Many stockholders rely on a once per year trading system triggered by yield, called the "Dogs of the Index", to determine the best of the best dividend stocks. The system empowers investors with all the wisdom and knowledge of the well-paid wizards of investment and publishing for free, as potential buyers select the highest yielding and lowest priced equities within a collection built by experts.
This Dogs of the Index strategy, popularized by Michael B. O'Higgins in the book "Beating The Dow" (HarperCollins, 1991), reveals how low yielding stocks whose prices increase (and whose dividend yields therefore decrease) can be sold off once each year to sweep gains and reinvest the seed money into higher yielding stocks in the same index. Charts below display a snapshot of the Dow Index as of February 10, 2012.
Two key metrics determine the yields that rank the Dow dog stocks: (1) Stock price; (2) Annual dividend. Dividing the annual dividend by the price of the stock declares the percentage yield by which each dog stock is ranked. Thus the investor is able to follow, trade, and await the results from an investment in the lowest priced, highest yielding five or ten stocks in the index.
Thus, two key metrics determine the yields to rank the Russell 1000 dog stocks: (1) stock price; (2) annual dividend. Dividing the annual dividend by the price of the stock declares the percentage yield by which each dog stock is ranked. Thus the investor is able to follow, trade, and await the results from an investment in the lowest priced, highest yielding five or ten stocks in the index.

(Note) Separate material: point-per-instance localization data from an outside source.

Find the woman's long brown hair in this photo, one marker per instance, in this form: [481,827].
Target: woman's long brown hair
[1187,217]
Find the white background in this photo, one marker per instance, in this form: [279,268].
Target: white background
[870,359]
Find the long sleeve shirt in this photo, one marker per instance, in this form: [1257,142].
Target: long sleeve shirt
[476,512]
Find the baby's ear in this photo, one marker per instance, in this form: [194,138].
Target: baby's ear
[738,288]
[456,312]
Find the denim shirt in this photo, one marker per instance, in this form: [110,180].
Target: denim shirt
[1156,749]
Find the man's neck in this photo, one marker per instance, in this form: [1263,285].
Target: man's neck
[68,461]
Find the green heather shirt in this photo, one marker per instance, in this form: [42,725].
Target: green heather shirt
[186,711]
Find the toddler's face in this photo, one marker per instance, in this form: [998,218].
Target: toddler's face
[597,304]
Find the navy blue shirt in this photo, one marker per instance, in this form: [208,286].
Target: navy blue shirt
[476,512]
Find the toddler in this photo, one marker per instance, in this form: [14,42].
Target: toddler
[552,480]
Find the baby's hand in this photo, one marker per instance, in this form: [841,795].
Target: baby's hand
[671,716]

Investment empowerment from the Russell 1000
Listed below are the top thirty Russell 1000 stocks by yield as of 2/10/12 per Yahoo Finance data. Russell Investments states that the Russell 1000 Index offers investors access to the extensive large-cap segment of the U.S. equity universe, representing approximately 90% of the U.S. market.
As of February 10, eight of the top ten stocks in this index paying the big dividends were financial sector firms. Of the top thirty Russell 1000 dividend payers, just six were non-financial companies. Two consumer goods, two services, one technology, and one industrial were the non financial sectors represented. This index is updated annually and the next revision will be in June.
Vertical moves by Russell 1000 index dividend payers
Since October 2011, one firm has held the top of the Russell list, AGNC, despite its January 12% dividend reduction from $5.60 to $5.00 annually.
Color code shows: (Yellow) firms listed in first position at least once between October 2011 and February 2012; (Cyan Blue) firms listed in tenth position at least once between October 2011 and February 2012; (Magenta) firms listed in twentieth position at least once between October 2011 and February 2012; (Green) firms listed in thirtieth position at least once between October 2011 and February 2012. Duplicates are depicted in color for highest ranking attained.
Click on charts below to enlarge:
The notable move by Lockheed Martin (LMT) continued as its stock price jumped from $74 to $87.51 for a 18.26% gain over the past four months.
Heading the opposite direction, Leggett & Platt (LEG) jumped up the chart by yield as its price declined 4.7% from $23.04 to $21.36 over the first 40 days in the new year. Also Alaska Communications (ALSK) made peripatetic moves as its price dropped 54% from $6.07 to $2.81 in four months while management trimmed their dividend 77% from $.86 to $.20 annually.
Dividend vs. Price results for Russell 1000 index top 10
Below is a graph of the relative strengths of the top ten Russell 1000 index stocks by yield as of February 10, 2012. Projected annual dividend history from $1000 invested in the ten highest yielding stocks each month and the total single share prices of those ten stocks creates the data points for each of the past four months shown in green for price and blue for dividends.
Russell 1000 components show projected dividend totals for $1000 invested in the top ten Russell stocks dropped dramatically toward their aggregate total single share prices. The bulls did hold sway again since November and Russell dividend yields sank as stock prices increased. Will price gains continue to be rampant on the Russell in March? Stay tuned.
Disclaimer: This article is for informational and educational purposes only and shall not be construed to constitute investment advice. Nothing contained herein shall constitute a solicitation, recommendation or endorsement to buy or sell any security. Prices and returns on equities in this article are listed without consideration of fees, commissions, taxes, penalties, or interest payable due to purchasing, holding, or selling same.